“It is standard procedure when someone applies for a permit from the government, it is the permit applicant’s burden to establish that he complies with the regulatory program,” Mr. Kneedler said.
The approach advocated by Koontz and his lawyer would shift that burden to the government, he said.
The Fifth Amendment requires that the government provide “just compensation” for any taking of private property for public use.
That’s what Mr. Beard said happened to his client.
Several justices weren’t so sure.
Justice Ruth Bader Ginsburg said state officials offered Koontz a range of potential mitigation measures – not just one or two. She said one proposed option was to reduce the size of the development site.
“So it was not take it or leave it,” she said of the state’s posture.
Justice Antonin Scalia wanted to know precisely what was taken from Koontz. “Here there is nothing that happened. The permit was denied. I can’t see where there is a taking [of property for public use],” he said. “Nothing was taken.”

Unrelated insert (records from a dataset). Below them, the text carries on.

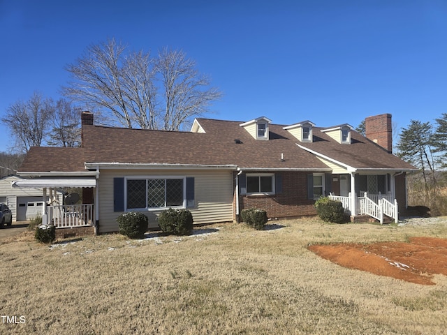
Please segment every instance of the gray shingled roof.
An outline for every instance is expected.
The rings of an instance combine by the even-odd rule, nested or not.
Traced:
[[[411,169],[355,131],[340,144],[314,128],[313,143],[300,143],[284,126],[270,124],[270,140],[256,140],[240,124],[198,119],[205,133],[84,126],[82,148],[34,147],[20,171],[83,171],[87,163],[234,165],[241,168],[322,170],[328,167],[300,145],[356,168]],[[242,143],[237,144],[235,140]],[[284,161],[281,160],[283,154]]]

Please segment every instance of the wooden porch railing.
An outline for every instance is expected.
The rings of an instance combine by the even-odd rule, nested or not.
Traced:
[[[349,193],[351,195],[351,193]],[[329,195],[329,198],[335,200],[339,201],[342,202],[342,205],[343,208],[344,208],[344,212],[351,214],[351,196],[349,197],[343,197],[342,195]]]
[[[379,220],[381,223],[383,223],[382,207],[368,198],[366,192],[364,197],[358,197],[357,198],[357,214],[369,215]]]
[[[47,207],[48,222],[57,228],[93,225],[93,204],[55,205]]]
[[[372,216],[383,223],[383,215],[386,215],[394,219],[397,223],[399,221],[399,207],[397,201],[394,199],[392,202],[389,198],[390,195],[368,194],[363,193],[362,197],[358,197],[356,201],[356,213],[353,214],[351,208],[351,193],[347,197],[340,195],[329,195],[333,200],[339,201],[344,208],[345,212],[351,215],[366,214]]]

Beard said the taking was the government requirement that Koontz spend money to improve state-owned land as a condition to obtain a development permit for his own land.
Estimates of the potential cost of the required improvements on the state land range from $10,000 to $150,000.
Chief Justice John Roberts asked whether property owners would have a claim under the Takings Clause if the government required them to pay for a new football stadium as a condition for further development of their own land.
“One of the things the federal provision, the Takings Clause, is designed to prevent property owners from having to bear the costs that should be borne by the people as a whole,” Chief Justice Roberts said.
“There is no reason that a particular landowner should have to pay for [a] football stadium simply because he owns property. The Takings Clause was designed to make sure that those exactions are not imposed on property owners but spread more evenly across the citizens who benefit from it,” he said.